La “Pignatta antifascista” finisce in Consiglio comunale. Il 25 aprile l’associazione Antifa ha appeso in piazza Cesare Battisti un fantoccio di Benito Mussolini che i bambini e le bambine dovevano prendere a bastonate per far uscire le caramelle. Un episodio che ha riportato Macerata all’attenzione nazionale, con Alessandra Mussolini, europarlamentare e nipote del duce, che stamattina è arrivata in città per chiedere le scuse del sindaco (leggi l’articolo). I consiglieri che firmano l’interrogazione sono Riccardo Sacchi, Andrea Marchiori, Deborah Pantana (Forza Italia), Francesco Luciani (Idea Macerata), Paolo Renna (Fratelli d’Italia), Anna Menghi (comitato Anna Menghi), Maurizio Mosca e Gabriele Mincio (Città viva). Nel testo dell’interrogazione si fa riferimento agli «indegni “spettacoli”, tenutisi nel cuore della città, durati per parecchio tempo» e al fatto che  «si sono “appaltate” le manifestazioni del 25 aprile a varie associazioni (tra cui gus, refugee welcome, spiazzati, officina universitaria, pistacoppi antifascisti, collettivo antifa, ecc.)». L’episodio di piazza Cesare Battisti, dicono i consiglieri, è stato «un incitamento all’odio e alla violenza propinato anche e soprattutto alle nuove generazioni».

Fantoccio-Mussolini-bastonato-in-piazza-battisti-1-325x271Per questo i consiglieri chiedono all’amministrazione «chi ha rilasciato l’autorizzazione a svolgere tali manifestazioni in piazza Cesare Battisti e, in particolare, a issare un palo alto più di 3 metri come una forca sulla pubblica piazza. Se si è verificato o meno un omesso controllo o vigilanza, visto anche che la messinscena è durata per parecchio tempo. Se le predette associazioni, organizzatrici degli eventi in questione, hanno fornito un programma più o meno dettagliato delle iniziative. Se si ravvisano o meno estremi di reati e, in caso affermativo, se si reputi opportuno procedere formalmente alla loro denuncia da parte dell’ente. A quanto ammontano i contributi erogati dall’ente nel 2017 e nel 2018 in favore delle singole associazioni organizzatrici delle manifestazioni del 25 aprile 2018». Inoltre «alla luce dell’innegabile e gravissimo danno di immagine arrecato a Macerata dai fatti di cui in premessa, se non si reputi opportuno revocare eventuali erogazioni a titolo di contributo o per altra causa a favore delle predette associazioni». E infine «se non si reputi opportuno chiedere l’intervento del garante per l’infanzia e l’adolescenza delle Marche».

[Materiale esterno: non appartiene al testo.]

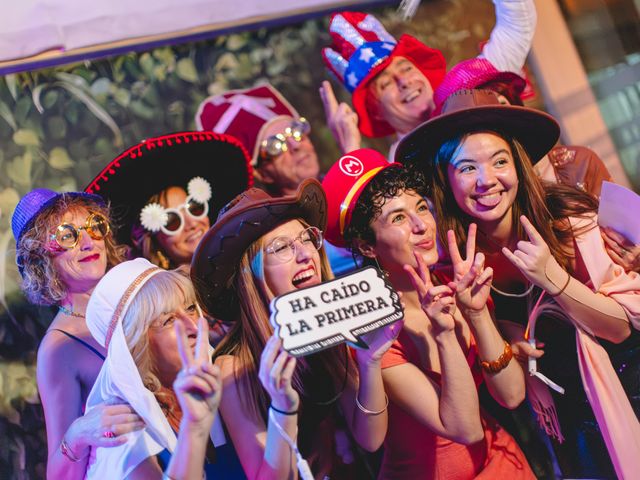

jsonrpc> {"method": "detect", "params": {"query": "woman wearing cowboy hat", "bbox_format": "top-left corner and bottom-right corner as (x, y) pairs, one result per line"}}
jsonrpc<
(191, 179), (399, 478)
(322, 149), (534, 480)
(396, 90), (640, 478)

Anche il Movimento 5 stelle, pur non avendo firmato l’interrogazione, chiede spiegazioni all’amministrazione. «Noi del gruppo consiliare – dicono Roberto Cherubini, Andrea Boccia e Carla Messi -, saremmo curiosi di sapere chi ha autorizzato la suddetta manifestazione, chi avrebbe dovuto vigilare sul suo adeguato svolgimento, nonché sollecitiamo una netta presa di distanza dell’amministrazione tutta da quanto avvenuto». L’amministrazione, già ieri, aveva preso le distanze dall’iniziativa del movimento Antifa e annunciato il coinvolgimento della Digos.